Second phase of learning evaluation: hyperparameter adjustment

If our student were evaluated only with the exercises proposed in the classroom under the supervision of the teacher, he would soon learn that it is enough to memorize the solutions, and that it is not necessary to learn to generalize.

Our savvy teacher, to validate if the student has genuinely learned before the final exam, performs a mock exam with exercises other than those solved in class. In addition, this time the student does not receive any feedback.

When the student has solved all the exercises, the teacher scores them, identifies biases, structural deficiencies, corrects learning methods, and re-plans a new training class from scratch.

Our AI model also goes through this independent evaluation process based on the examples in the validation set (different from those seen in the first phase). Our model solves the new examples, the quality of the solutions is evaluated, biases are identified (it could solve one category of examples very well, but fail in another), model deficiencies are detected (e.g. inappropriate hyperparameters), etc. And then we use this information to improve the model (e.g. tune hyperparameters), and then repeat the first phase.

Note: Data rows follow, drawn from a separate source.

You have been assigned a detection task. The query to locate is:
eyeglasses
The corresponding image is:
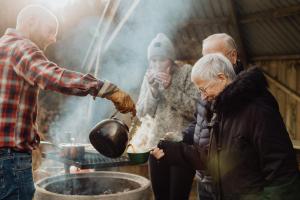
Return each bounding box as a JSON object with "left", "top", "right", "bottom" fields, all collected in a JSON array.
[{"left": 198, "top": 81, "right": 214, "bottom": 96}]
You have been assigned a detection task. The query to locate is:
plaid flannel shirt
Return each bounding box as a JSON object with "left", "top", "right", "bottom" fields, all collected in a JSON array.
[{"left": 0, "top": 29, "right": 103, "bottom": 151}]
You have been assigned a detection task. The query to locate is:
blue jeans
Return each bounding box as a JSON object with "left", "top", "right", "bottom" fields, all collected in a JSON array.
[{"left": 0, "top": 148, "right": 35, "bottom": 200}]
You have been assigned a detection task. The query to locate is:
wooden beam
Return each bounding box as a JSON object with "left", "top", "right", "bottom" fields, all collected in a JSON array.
[
  {"left": 239, "top": 5, "right": 300, "bottom": 24},
  {"left": 226, "top": 0, "right": 247, "bottom": 66},
  {"left": 180, "top": 17, "right": 230, "bottom": 29},
  {"left": 251, "top": 54, "right": 300, "bottom": 61},
  {"left": 264, "top": 71, "right": 300, "bottom": 102}
]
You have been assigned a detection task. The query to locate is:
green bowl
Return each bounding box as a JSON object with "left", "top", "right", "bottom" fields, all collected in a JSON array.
[{"left": 127, "top": 151, "right": 150, "bottom": 164}]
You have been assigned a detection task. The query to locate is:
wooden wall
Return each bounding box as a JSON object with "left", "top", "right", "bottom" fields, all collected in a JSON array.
[{"left": 256, "top": 59, "right": 300, "bottom": 140}]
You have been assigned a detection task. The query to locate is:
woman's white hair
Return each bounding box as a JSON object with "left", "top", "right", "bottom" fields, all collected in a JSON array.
[{"left": 191, "top": 53, "right": 236, "bottom": 82}]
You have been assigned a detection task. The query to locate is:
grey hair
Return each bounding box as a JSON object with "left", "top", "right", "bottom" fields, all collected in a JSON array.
[
  {"left": 191, "top": 53, "right": 236, "bottom": 82},
  {"left": 16, "top": 4, "right": 58, "bottom": 28},
  {"left": 202, "top": 33, "right": 237, "bottom": 50}
]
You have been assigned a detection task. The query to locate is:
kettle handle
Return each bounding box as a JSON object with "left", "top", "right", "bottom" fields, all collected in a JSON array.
[
  {"left": 110, "top": 110, "right": 136, "bottom": 120},
  {"left": 110, "top": 110, "right": 119, "bottom": 119}
]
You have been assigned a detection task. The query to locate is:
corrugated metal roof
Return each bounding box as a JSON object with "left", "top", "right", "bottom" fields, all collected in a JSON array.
[{"left": 171, "top": 0, "right": 300, "bottom": 59}]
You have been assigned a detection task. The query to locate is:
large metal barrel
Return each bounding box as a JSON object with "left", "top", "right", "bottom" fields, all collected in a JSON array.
[{"left": 34, "top": 171, "right": 151, "bottom": 200}]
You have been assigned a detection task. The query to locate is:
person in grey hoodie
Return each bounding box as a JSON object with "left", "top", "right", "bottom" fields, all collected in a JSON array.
[
  {"left": 136, "top": 33, "right": 199, "bottom": 147},
  {"left": 136, "top": 33, "right": 200, "bottom": 200}
]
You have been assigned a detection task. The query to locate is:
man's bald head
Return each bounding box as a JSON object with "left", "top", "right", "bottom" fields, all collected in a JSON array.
[
  {"left": 202, "top": 33, "right": 237, "bottom": 64},
  {"left": 16, "top": 5, "right": 58, "bottom": 50}
]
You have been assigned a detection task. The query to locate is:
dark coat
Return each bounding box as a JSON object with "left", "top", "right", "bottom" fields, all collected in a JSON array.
[
  {"left": 158, "top": 68, "right": 300, "bottom": 200},
  {"left": 208, "top": 68, "right": 300, "bottom": 199}
]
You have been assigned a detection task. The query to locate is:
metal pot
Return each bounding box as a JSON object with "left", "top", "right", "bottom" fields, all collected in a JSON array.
[
  {"left": 59, "top": 143, "right": 85, "bottom": 160},
  {"left": 40, "top": 141, "right": 86, "bottom": 160},
  {"left": 89, "top": 112, "right": 129, "bottom": 158}
]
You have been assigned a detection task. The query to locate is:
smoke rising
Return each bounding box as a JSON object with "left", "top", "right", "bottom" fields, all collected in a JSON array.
[{"left": 45, "top": 0, "right": 192, "bottom": 142}]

That is, the results of this second evaluation give second chances: they allow you to correct the model to improve performance on independent data.

Third phase of learning assessment: what you haven't already learned...

Our student takes the final exam. He must solve exercises never seen before, but similar to those with which he has been trained. Student's solutions are evaluated, and the final score is sent to their parents. This should be reliable enough to inform the true level of the skills acquired by the student. If the student wants to learn more, it will no longer be in this subject.

And once again, our model lives a fate parallel to that of our student. Test data, not involved in the previous phases, were used to obtain an independent (unbiased) measure of the model's ability to solve the task of interest. A definitive measurement of the performance of the model is obtained, and stakeholders (e.g., clients, users, managers) are informed.

In summary, proven practices in the training and evaluation of human intelligence have been transferred and adapted to the training and evaluation of artificial intelligence models. Why reinvents the wheel?